Promising Young Woman
Director: Emerald Fennell
Writer: Emerald Fennell
Cast: Carey Mulligan, Bo Burnham, Clancy Brown, Jennifer Coolidge, Laverne Cox, Adam Brody, Christopher Mintz-Plasse, Alison Brie, Connie Britton, Max Greenfield, Chris Lowell, Molly Shannon, Alfred Molina
Seen on: 23.8.2021
Content Note: rape, rape culture
Cassandra (Carey Mulligan) has a hobby: she goes out a lot, pretends to be drunk and waits until a man tries to pick her up and fuck, or rather rape her. Then she confronts him about his actions. Other than that, her life is pretty uneventful. She lives with her parents (Clancy Brown, Jennifer Cooldige) and works in a coffeeshop. When Ryan (Bo Burnham) comes into the coffeeshop one day, he recognizes her from college and asks Cassie out. This reconnection to her own past has unforeseen consequences for both of them.
Promising Young Woman is a strong film that is definitely worth seeing, even though it doesn’t come without flaws. It certainly leaves an impression and opens up a discussion.
Promising Young Woman gets many things very right. The way it shows just how pervasive rape culture is and how it’s not only that everyone is complicit in it, but that it is necessary for everyone (or at least a critical mass) to be complicit for it to work, is a spot-on criticism, delivered with the necessary force.
It’s also a perfectly well-made thing with a stunning Mulligan in an even more stunning performance, surrounded by wonderful supporting characters (although it would have done the film some good not to fall into the Black bestie trope, although Laverne Cox was great). Bo Burnham was never more charming, and it was easy to fall for his Ryan along with Cassie. But even more outstanding, for me, was the production design that moves somewhere between humor and weaponized softness. The story moves along at a quick pace and I was completely emotionally invested all the time. It is absolutely worth seeing, and maybe you should come back to this review when you did.

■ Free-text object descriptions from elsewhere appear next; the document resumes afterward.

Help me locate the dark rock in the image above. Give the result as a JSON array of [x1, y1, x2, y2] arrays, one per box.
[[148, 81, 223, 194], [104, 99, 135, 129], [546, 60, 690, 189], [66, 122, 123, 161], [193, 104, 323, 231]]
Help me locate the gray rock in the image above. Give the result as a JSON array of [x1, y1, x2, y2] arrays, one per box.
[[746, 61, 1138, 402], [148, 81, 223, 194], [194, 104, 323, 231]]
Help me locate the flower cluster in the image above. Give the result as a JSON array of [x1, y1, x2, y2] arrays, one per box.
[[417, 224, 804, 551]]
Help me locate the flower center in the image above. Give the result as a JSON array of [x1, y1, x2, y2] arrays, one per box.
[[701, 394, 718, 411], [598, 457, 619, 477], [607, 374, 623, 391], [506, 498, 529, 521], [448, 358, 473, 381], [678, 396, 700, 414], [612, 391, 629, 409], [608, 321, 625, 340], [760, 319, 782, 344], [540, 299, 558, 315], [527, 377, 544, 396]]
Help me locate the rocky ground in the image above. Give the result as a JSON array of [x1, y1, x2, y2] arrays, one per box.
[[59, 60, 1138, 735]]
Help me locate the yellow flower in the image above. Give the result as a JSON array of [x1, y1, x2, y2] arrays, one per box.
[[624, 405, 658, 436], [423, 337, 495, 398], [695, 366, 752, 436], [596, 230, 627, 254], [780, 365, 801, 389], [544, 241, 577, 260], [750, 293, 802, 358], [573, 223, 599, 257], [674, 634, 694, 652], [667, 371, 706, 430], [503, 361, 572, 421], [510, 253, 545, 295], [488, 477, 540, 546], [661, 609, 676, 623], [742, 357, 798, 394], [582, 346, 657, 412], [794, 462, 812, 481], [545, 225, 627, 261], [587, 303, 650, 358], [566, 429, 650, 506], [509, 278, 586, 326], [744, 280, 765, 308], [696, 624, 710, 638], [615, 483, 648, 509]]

But there are two things I struggled with (and that other people struggled with as well). For one, quite simply, I wanted Cassie to survive this film. I wanted her to find some hope, some healing, instead of becoming a sacrifice (although I have to say, props to Fennell for the murder scene, because that was hard to watch – and rightly so). Her revenge quest is fucked up, there is no doubt about it. She isn’t necessarily right in what she does and there are people she hurts in ways that aren’t appropriate. But hurt people lash out and I was willing to forgive and let her heal, especially if the film had acknowledged that pain leads to more pain if it finds no other outlet, and what outlet does Cassie have? Instead the film saw the only way in finding peace for Cassie in her death, and that makes her victory (if it is a victory indeed) very hollow.
The second thing was that Nina, the person whose rape was the catalyst for the events of the film, got no say in any of it – literally. Nina is dead at the beginning of the film and we learn practically nothing about her apart from being Cassie’s friend and a rape victim. Towards the end of the film, Cassie laments that the rape obliterated Nina long before she died for real. Here, too, there is no way to survive being raped. And there is no consideration for what Nina might have wanted. Did she want to see her or any rapist punished? Did she want to be avenged? Did she want Cassie to dedicate her life so entirely to her? If I was in Nina’s position, I wouldn’t want any of it, really. Well, punishment for the rapist would be fine. But I would want my best friend to find a way to live with the horror, and not die for it.
Despite those issues there is no doubt in my mind that Promising Young Woman is an important entry into the feminist cinema canon, and it should definitely be seen – and talked about. And hopefully, it will be an eye-opener for some people about rape culture.
Summarizing: Not without issues, but really good.